Wow. Thank you for calling my attention to this - I had never heard Sutherland sing this 

I think this aria (a huge favorite of mine) has one of most brilliant dramatic vocal endings 
ever written - and also one of the most difficult to sing accurately. First, those rising pairs 
of thirds, all off the beat (which implies they need to be accented enough to really hear 
that syncopation), then the scale up, then the "mad laughter" staccati downward. And 
then the whole thing again. I'd have to go listen to a bunch of recordings, but it's really 
rare, at least in my memory, that a singer has been able to do all 3 passages so well - 

It's so easy to not attack the syncopations enough, to smear the upward scale, and to 
fudge the staccati - and although yes, breathing is essential of course - to let taking 
breaths get too much in the way of the phrases. Easy to find examples of sopranos who 
can get one or two out of the 3 varying passages - but really rarely all 3.

Sutherland does it all so well - and so cleanly. On those merits alone, I'd say she earns 
that final high C. ;-)

And yes, what you get when it's really sung right is not just a really thrilling bit of 
impossible vocalism - but the frightening musical portrait of a woman who has just lost 
everything, now absolutely losing her mind before our very eyes.
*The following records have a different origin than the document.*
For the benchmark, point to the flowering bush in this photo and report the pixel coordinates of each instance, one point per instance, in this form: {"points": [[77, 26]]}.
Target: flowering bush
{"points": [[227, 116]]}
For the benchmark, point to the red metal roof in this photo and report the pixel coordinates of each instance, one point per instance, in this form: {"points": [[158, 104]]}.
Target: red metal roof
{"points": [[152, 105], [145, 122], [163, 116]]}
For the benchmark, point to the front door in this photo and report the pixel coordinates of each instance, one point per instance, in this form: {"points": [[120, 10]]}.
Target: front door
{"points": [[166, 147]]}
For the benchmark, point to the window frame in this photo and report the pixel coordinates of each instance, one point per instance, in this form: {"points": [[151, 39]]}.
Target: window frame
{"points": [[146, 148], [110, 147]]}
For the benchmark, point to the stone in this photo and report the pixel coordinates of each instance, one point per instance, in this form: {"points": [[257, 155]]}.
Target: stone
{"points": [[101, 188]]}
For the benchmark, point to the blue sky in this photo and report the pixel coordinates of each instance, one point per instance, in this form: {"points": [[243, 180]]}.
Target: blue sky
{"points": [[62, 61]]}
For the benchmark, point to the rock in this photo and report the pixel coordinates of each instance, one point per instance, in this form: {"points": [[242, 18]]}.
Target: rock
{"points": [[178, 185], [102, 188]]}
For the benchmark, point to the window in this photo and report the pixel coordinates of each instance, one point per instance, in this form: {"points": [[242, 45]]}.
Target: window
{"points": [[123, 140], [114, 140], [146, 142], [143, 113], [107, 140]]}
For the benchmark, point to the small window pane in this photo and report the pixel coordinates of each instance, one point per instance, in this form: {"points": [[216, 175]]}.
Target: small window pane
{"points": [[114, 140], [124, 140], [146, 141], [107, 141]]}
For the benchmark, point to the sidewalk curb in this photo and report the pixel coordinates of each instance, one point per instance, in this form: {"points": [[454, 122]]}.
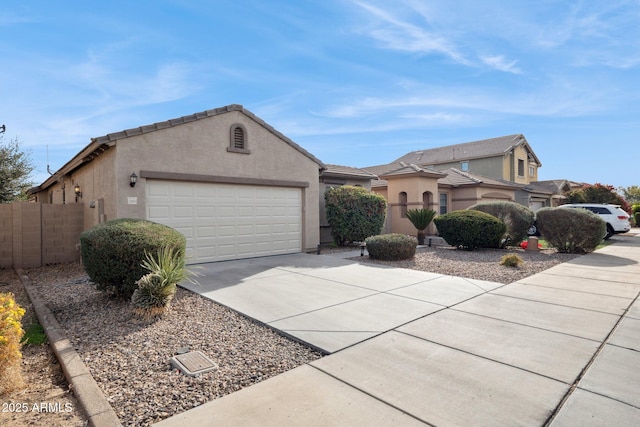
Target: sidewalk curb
{"points": [[92, 401]]}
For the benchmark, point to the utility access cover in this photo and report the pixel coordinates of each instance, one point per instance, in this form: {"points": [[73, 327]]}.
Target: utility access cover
{"points": [[193, 363]]}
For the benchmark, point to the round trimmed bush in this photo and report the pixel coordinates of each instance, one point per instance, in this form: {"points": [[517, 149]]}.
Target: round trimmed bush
{"points": [[354, 213], [391, 247], [517, 218], [571, 230], [113, 252], [470, 230]]}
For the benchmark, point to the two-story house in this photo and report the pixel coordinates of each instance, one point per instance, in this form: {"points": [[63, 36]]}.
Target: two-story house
{"points": [[457, 176]]}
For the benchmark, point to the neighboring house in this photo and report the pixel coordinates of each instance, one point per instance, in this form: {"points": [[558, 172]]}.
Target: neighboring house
{"points": [[509, 158], [232, 184], [413, 187], [337, 176], [457, 176]]}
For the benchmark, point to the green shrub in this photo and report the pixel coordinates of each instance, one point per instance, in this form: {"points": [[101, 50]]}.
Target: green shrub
{"points": [[570, 230], [470, 229], [157, 288], [354, 213], [391, 247], [512, 260], [420, 218], [113, 252], [517, 218]]}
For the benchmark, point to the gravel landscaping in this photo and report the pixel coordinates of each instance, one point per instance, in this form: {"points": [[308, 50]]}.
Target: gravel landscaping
{"points": [[479, 264], [129, 358]]}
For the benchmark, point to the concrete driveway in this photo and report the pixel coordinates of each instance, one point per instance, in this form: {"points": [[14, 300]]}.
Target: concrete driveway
{"points": [[410, 348]]}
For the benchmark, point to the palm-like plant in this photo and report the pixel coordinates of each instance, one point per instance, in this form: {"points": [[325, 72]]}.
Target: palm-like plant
{"points": [[157, 288], [421, 218]]}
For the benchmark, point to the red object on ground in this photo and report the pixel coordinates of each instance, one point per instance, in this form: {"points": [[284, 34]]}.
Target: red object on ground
{"points": [[524, 245]]}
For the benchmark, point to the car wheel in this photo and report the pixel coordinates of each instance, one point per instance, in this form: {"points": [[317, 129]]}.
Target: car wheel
{"points": [[610, 232]]}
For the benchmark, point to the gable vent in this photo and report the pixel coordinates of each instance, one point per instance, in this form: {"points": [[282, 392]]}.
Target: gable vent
{"points": [[238, 138]]}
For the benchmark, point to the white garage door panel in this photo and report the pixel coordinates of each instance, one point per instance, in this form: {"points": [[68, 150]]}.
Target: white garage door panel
{"points": [[226, 221]]}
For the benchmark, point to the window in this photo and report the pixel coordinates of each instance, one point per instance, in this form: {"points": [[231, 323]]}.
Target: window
{"points": [[402, 201], [238, 140], [426, 200], [443, 203]]}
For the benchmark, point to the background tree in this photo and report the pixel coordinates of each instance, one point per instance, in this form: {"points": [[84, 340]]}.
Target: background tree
{"points": [[598, 193], [15, 171], [631, 194]]}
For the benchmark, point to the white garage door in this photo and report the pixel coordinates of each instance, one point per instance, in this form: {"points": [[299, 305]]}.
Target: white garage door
{"points": [[228, 221]]}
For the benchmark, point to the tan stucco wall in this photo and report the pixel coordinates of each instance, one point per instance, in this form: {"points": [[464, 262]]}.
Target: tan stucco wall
{"points": [[491, 167], [462, 198], [414, 187], [520, 153], [96, 185], [200, 147]]}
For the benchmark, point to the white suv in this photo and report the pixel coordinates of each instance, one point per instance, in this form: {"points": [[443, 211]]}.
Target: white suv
{"points": [[617, 220]]}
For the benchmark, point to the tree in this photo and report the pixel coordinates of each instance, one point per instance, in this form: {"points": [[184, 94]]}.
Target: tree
{"points": [[15, 170], [631, 194], [598, 193]]}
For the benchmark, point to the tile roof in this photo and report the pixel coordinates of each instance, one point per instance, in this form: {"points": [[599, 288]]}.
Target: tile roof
{"points": [[468, 150], [111, 137], [457, 178], [102, 143], [347, 171], [405, 169]]}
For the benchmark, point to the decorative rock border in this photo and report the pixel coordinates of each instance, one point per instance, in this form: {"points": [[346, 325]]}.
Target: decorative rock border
{"points": [[93, 402]]}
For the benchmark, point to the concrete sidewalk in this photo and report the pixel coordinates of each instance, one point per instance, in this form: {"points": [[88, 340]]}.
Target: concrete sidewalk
{"points": [[410, 348]]}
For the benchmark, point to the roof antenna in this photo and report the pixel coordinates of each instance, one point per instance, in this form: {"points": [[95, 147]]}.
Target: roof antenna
{"points": [[48, 169]]}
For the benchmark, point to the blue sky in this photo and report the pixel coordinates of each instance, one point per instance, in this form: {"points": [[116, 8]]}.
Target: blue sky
{"points": [[355, 82]]}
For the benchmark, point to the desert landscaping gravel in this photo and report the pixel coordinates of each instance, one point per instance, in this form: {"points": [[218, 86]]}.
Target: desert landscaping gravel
{"points": [[479, 264], [129, 358]]}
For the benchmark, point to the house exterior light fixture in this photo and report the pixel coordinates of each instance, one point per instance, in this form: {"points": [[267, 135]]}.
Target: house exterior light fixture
{"points": [[76, 190]]}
Just as Mozart intended. 


On Wed, 7 Mar 2018 17:58:02 -0500, David Kubiak <[log in to unmask]> wrote:

>I hate to keep boring the List with things newly and enthusiastically found
>on YouTube, but the clip of Sutherland in the great aria from 'Idomeneo' was
>truly a stunner to me.  It is quite late (1979), and displays all the things
>people missed in her while still in awe of her vocalism as vocalism.  She is
>a woman possessed in this piece (as she was not, I don't think, in 'Norma'),
>the diction is forward and clear, the 'accenti' fierce, there is real chest
>voice, and of course there is that huge sound executing the 'staccati'
>flawlessly.  Only her husband would have let her sing the final high note,
>but it is thrilling (even Baehrens raised the ante-penultimate note a half
>tone, which I think musically is what you want to hear at the end).
>Is there anything interesting to be known about these performances or hints
>as to why so late in the day she decided to go all Callas on her audience?